Uma denúncia destas não pode deixar de ser investigada. Até porque o próprio ministério público, segundo se reclama, está bem dentro do assunto. A ACED não tem ilusões, claro, sobre as conclusões dos diversos inquéritos que esta denúncia poderá gerar. Mas não pode também deixar de levantar o problema: como é que alguma denúncia pode algum dia ser validada – logo haja razão para tal, evidentemente – se o grau de promiscuidade corporativa e exploração dos presos pode admitir práticas deste jaez?
A ACED gostaria de poder afirmar que uma denúncia destas é praticamente impossível de corresponder a alguma verdade substancial.
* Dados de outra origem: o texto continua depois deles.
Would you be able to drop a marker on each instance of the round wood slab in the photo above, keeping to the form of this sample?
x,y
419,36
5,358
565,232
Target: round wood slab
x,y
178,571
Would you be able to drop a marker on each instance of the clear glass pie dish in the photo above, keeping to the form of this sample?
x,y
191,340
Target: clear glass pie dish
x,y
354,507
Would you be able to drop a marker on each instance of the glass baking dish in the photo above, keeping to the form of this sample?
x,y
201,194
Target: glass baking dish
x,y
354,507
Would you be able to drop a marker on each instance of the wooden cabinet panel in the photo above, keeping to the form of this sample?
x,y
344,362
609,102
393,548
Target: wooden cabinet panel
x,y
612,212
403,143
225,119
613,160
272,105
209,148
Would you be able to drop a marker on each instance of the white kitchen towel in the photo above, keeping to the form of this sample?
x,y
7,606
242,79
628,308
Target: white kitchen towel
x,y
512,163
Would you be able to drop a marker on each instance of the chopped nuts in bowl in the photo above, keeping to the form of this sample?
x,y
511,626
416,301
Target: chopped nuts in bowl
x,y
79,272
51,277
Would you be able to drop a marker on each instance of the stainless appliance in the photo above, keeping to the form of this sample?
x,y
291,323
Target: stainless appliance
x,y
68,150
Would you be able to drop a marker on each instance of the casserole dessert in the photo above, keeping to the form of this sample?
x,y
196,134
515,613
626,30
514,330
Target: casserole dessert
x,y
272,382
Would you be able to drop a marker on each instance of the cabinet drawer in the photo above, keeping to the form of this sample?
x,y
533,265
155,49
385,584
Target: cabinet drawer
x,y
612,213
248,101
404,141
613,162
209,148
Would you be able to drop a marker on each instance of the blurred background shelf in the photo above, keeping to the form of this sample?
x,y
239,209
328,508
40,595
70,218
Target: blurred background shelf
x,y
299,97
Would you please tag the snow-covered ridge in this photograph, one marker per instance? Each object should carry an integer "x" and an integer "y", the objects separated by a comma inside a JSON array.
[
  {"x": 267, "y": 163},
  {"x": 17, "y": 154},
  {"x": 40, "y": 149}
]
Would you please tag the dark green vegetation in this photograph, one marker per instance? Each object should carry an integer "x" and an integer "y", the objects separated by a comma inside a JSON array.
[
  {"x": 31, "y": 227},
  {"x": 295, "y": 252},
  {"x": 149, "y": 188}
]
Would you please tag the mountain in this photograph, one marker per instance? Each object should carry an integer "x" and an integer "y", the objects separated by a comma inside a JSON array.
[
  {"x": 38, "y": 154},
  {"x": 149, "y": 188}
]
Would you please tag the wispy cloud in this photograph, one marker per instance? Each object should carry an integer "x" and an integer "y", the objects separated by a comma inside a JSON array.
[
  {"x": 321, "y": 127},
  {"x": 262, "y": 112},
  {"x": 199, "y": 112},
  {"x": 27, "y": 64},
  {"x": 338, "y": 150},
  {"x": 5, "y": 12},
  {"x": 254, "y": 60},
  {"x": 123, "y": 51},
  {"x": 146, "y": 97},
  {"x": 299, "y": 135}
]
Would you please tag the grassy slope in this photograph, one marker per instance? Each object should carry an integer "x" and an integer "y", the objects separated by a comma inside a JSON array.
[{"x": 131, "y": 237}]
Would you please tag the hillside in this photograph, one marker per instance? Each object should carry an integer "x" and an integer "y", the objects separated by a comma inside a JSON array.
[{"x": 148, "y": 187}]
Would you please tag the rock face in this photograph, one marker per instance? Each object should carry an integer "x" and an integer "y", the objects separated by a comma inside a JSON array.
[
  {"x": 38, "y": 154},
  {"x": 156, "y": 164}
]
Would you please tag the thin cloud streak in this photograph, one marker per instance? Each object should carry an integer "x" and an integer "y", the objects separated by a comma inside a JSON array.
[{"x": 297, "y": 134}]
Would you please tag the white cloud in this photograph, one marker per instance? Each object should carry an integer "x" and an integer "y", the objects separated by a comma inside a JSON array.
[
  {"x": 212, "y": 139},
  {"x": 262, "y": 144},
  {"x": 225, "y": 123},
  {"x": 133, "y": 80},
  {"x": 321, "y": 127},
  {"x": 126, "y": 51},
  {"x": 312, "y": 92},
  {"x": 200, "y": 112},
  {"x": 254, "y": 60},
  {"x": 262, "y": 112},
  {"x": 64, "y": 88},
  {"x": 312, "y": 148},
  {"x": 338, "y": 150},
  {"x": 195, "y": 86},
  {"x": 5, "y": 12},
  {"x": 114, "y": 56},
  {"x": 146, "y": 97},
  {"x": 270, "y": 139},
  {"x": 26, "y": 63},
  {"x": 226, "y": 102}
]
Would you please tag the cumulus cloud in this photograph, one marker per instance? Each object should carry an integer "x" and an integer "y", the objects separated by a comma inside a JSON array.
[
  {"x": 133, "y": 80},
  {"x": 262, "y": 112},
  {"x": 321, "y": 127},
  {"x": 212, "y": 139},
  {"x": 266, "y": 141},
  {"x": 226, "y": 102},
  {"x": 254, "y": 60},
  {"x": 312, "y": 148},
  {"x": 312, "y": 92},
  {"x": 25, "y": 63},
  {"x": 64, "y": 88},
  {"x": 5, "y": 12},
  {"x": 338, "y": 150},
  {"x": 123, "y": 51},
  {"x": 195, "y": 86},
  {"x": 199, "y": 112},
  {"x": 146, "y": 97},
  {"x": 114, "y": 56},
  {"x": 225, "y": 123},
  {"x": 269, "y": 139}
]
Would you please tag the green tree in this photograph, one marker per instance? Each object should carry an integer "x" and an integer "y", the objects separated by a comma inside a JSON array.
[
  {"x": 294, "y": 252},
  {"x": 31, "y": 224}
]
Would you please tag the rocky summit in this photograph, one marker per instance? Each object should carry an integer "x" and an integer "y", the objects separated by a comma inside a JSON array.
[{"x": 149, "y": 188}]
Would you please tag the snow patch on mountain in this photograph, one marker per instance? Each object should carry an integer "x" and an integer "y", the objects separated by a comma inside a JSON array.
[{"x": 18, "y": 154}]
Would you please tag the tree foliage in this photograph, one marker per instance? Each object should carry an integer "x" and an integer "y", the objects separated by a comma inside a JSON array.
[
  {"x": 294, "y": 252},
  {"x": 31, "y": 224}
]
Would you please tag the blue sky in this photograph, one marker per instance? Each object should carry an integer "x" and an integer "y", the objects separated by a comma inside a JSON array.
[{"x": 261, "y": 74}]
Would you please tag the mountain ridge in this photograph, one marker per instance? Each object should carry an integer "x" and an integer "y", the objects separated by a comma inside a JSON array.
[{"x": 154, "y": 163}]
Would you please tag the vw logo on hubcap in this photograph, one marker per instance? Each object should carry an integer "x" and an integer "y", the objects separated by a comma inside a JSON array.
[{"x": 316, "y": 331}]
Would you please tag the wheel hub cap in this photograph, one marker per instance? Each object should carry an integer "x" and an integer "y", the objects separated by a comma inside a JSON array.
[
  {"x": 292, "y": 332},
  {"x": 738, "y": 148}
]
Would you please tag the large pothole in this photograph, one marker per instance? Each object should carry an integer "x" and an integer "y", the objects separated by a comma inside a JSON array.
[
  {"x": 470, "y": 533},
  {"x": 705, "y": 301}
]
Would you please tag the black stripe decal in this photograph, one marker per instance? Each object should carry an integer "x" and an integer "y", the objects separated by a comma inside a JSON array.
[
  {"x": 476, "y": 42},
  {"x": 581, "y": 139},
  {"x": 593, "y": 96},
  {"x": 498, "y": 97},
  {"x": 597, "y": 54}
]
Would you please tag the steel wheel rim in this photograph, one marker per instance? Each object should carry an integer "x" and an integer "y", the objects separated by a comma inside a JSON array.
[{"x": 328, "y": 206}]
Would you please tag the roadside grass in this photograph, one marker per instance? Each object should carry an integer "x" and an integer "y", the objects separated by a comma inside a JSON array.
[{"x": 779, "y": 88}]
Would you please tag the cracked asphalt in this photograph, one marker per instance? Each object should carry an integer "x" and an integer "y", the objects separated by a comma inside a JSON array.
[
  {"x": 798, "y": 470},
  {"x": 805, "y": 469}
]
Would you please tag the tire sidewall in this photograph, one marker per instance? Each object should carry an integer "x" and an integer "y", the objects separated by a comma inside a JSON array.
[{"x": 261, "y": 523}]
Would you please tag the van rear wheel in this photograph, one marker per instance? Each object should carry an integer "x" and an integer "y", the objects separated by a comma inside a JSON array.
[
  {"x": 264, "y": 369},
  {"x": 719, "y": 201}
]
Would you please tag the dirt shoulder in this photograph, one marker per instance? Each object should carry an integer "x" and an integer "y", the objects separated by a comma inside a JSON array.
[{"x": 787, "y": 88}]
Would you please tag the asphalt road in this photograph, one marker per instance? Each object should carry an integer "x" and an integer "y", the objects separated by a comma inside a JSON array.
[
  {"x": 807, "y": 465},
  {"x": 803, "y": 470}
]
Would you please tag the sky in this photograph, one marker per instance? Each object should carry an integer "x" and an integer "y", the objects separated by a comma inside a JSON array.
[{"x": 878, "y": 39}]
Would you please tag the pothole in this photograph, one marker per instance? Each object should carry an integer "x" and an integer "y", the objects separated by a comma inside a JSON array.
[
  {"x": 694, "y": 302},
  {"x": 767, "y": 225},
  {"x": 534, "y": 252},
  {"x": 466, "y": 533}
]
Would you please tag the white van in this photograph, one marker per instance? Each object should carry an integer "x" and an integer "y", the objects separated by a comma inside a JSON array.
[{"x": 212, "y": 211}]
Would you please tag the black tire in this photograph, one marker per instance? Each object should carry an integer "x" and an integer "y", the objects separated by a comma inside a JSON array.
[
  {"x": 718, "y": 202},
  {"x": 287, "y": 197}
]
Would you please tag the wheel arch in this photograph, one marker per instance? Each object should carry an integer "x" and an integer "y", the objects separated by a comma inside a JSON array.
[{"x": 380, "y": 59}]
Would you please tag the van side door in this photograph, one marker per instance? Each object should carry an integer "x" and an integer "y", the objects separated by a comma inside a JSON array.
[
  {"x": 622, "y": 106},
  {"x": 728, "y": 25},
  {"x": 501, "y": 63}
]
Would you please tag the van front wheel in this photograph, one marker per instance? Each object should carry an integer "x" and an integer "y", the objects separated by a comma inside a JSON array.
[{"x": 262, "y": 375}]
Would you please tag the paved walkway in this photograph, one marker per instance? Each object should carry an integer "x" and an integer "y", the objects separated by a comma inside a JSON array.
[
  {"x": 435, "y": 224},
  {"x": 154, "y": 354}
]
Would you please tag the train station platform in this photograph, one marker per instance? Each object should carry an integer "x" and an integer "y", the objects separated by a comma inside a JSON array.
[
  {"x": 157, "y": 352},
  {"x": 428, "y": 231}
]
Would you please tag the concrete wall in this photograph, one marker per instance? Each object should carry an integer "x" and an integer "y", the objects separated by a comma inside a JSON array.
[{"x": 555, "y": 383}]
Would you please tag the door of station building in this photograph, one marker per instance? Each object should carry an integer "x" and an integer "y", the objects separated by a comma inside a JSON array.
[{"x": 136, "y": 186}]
Porém, em caso de importância bem menor (tratava-se se um canil clandestino) entidades inspectivas contestaram – por escrito – a denúncia dizendo que ninguém ganharia com a regularização daquele caso. Que terá sido regularizado, tanto quanto nos informaram.
A ACED não sabe se este caso vai ser regularizado. Mas o problema que a simples existência da possibilidade de uma coisa destas poder ocorrer levanta é bem mais fundo. Remete para a neutralidade do tribunal de execução de penas, em particular no julgamento de denúncias que são feitas por presos ou guardas e que possam atingir alguém envolvido num circuito deste tipo. Ou para a gestão das carreiras penitenciárias por guardas avulso.
Noutra prisão, a respeito de uma denúncia de um espancamento, o guarda abusador acordou com o recluso em quem bateu trocar o seu silêncio por uma saída precária. Esta situação não é singular. O que foi singular, nessa vez, foi a evidência que ocasionalmente se obteve de que uma investigação (pouco cuidada) teve dificuldade em chegar à verdade. Claro: ambos os protagonistas estavam acordados para o efeito. E os direitos não eram para ali chamados (talvez por nunca ou raramente o são ou há esperança de que o sejam).
A questão é saber como um guarda pode oferecer uma precária ou uma liberdade condicional, como consta frequentemente ser o método principal de gestão das cadeias portuguesas? Possibilidade de oferta de que se fala correntemente nas prisões, como modo de condicionar os comportamentos dos presos. Uma resposta potencial está na denúncia que aqui transmitimos. Será a conhecida omerta penitenciária uma característica da cultura dos presos ou da cultura das corporações que regulam a vida dos presos?
Às autoridades competentes pedimos, por vezes, sem sucesso, que se organizem para procurarem entender as perversidades do sistema, tomado como um sistema, como se as pudessem ultrapassar. Sem ilusões sobre o detalhe com que assuntos tão delicados vão ser tratados, estamos obrigados pelas circunstâncias a repetir o apelo. As prisões contaminam (e são contaminadas) pelo que se passa à sua volta. Mas há que começar por algum lado.